Schama then writes over five hundred pages examining the origin of the term, and the way various elements of landscape have been incorporated into European culture.

Another one I return to again and again comes from poet Joy Harjo, and her statement is based on her experience of the interconnections Native American people have forged with their land.

‘All landscapes have a history. There are distinct voices, languages that belong to particular areas. There are voices inside rocks, shallow washes, shifting skies. And there is motion, subtle, unseen, like breathing. A motion, a sound, that if you allow your own inner workings to stop long enough moves into the place inside you that mirrors a similar landscape; you too can see it, feel it, hear it, know it.

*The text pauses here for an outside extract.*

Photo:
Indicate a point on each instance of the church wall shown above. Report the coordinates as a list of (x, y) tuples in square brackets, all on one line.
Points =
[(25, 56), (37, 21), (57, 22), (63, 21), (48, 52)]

Susan Peter and I have spent many hours talking about the preconceptions we bring individually and collectively to Gooram Gooram Gong. We each bring part of our own past and personal experience, or our histories to the way we see the place and we also bring many questions.

Gooram Gooram Gong is part of Taungurong country so we need to spend some more time with Taungurong people to hear about its history and continuing significance for their point of view.

For me, respecting the Taungurong view of their country raises the unsettling fact of my own pastoral past and the pervasive colonial mythology and language that originally helped to shape my interest in the land. The only way for me to move away from any contradiction this could lead to is to appreciate the deep history of the Taungurong people. This is crucial to my connection with a place that enriches my soul. Simply, not to respect Gooram Gooram Gong’s place in the history of the Taungurong people would diminish me.

As for finding the perfect definition, when I started looking, I thought it would be possible to find it. I now think that to define landscape would be to diminish it and to dismiss the ever-changing complexity that lies at the heart of any place any of us get to know well.